To understand how we get to the point of robot dogs balancing on bouncy balls or humanoids playing soccer, we start with data.
What are the different types of data?
There are two primary methods robotics companies (either those building foundation models for generalized physical intelligence or those developing end-to-end applications with integrated hardware) leverage for their data inputs: real or synthetic.
Real-World Data: This entails captured image and video footage of target actions occurring in real life, and is often considered the holy grail for training data. For example, Waymo released a portion of their driving database, sharing thousands of sensor, mapping, and imagery data of on-the-road conditions, and the LeRobot community on HuggingFace offers a range of datasets for common actions such as sorting and stacking.
Companies looking to use real-world data can rely on publicly available sources (such as those mentioned above), their own proprietary data (collecting the necessary information through real-world interactions), or using third-party systems to collect the data on their behalf. Startups like DXTR and Roughneck provide data collection platforms where robotics companies can request and structure their real-world data collection practices.
Synthetic Data: Synthetic data are artificial datapoints that have been generated to simulate real-world data. For example, if a company is training a model to understand food preferences and provide restaurant and recipe recommendations based on user preferences, it could create a dataset based on the specific data needs they are seeking, such as:
By using a synthetic dataset, companies can leverage far more data when training their models, often at lower costs than collecting real-world data. However, synthetic data may include biases or inconsistencies not present in real-world data, so it is vital to keep in mind when training models.
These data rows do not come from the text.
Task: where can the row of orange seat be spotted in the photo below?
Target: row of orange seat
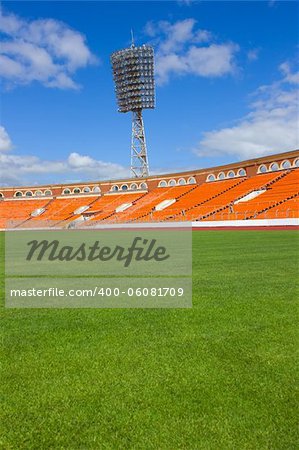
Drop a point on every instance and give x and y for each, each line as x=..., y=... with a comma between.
x=270, y=195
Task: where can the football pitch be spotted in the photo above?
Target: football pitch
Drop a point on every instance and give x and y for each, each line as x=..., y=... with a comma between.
x=221, y=375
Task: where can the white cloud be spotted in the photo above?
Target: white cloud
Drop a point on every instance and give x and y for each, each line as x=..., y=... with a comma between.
x=22, y=169
x=271, y=126
x=182, y=49
x=44, y=50
x=253, y=54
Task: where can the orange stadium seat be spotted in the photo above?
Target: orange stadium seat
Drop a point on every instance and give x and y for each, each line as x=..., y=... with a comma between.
x=265, y=195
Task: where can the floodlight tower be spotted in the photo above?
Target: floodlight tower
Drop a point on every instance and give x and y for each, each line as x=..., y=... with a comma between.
x=133, y=73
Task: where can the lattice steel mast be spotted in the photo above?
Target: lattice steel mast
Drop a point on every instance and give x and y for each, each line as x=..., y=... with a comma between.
x=133, y=73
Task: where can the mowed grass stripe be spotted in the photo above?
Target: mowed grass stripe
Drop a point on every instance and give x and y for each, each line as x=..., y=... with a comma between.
x=220, y=376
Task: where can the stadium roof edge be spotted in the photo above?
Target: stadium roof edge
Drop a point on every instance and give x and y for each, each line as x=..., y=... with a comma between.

Companies aiming to use synthetic data can leverage tools like NVIDIA’s physical AI synthetic dataset or Synthetic Data Generation platform. Startups like AuraML and Kyral, and academic projects like Synthetica, support the creation of synthetic datasets for a wide range of use cases.
As Nicholas Radich, co-founder of Roughneck, shared:
“What powered breakthroughs in vision and language wasn’t just smarter models, it was access to the right datasets. Robotics has no equivalent foundation yet, which is why embodied data infrastructure is so critical.”
How is the data collected?
Real-world data for robotics training and development is collected through a wide range of sources, from cameras to LiDAR to torque sensors and actuator feedback. Depending on the use case, environmental data such as factory floor layouts or terrain models can help with navigation, and CAD models and internal knowledge bases can help with action planning and execution. For example, if you’re trying to collect visual data within a large unstructured environment (such as a construction site, warehouse, or manufacturing facility), Boston Dynamics offers a tutorial on leveraging Spot and simple webcams to autonomously collect data. Furthermore, the HARPER dataset is a unique lens into potential interactions between a human and Spot robot, anticipating avoidance routes in case of any potential crashes, using motion capture cameras in both RGB and greyscale, as well as depth sensors, to generate skeletal representations with sub-millimeter precision.
When researchers and developers are defining their data collection process, they often include a few key specifications around the types of data they are hoping to collect, including the category, quantity, and task diversity. More specifically, datasets can include information from video cameras (either RGB or greyscale); LiDAR, RADAR, and other depth perception sensors; audio recorders; or infrared and multispectral cameras. Depending on the use case and type of robot being trained, developers may select between area or line scan cameras, which can capture the movement of an object over time (such as atop a conveyor belt), or rolling or global shutter cameras, which can capture real-time pictures of fast-moving objects with minimal distortion. Although a simple rule of thumb may be that more data is better in terms of capturing potential edge cases and a variety of conditions (such as the impact of fog or rain, or shadows depending on light during various times of the day), thoughtfully planning for different scenarios and tasks (such as a pedestrian running into the road or an unexpected falling object for autonomous driving use cases, or a human colliding with a warehouse robot) is also important.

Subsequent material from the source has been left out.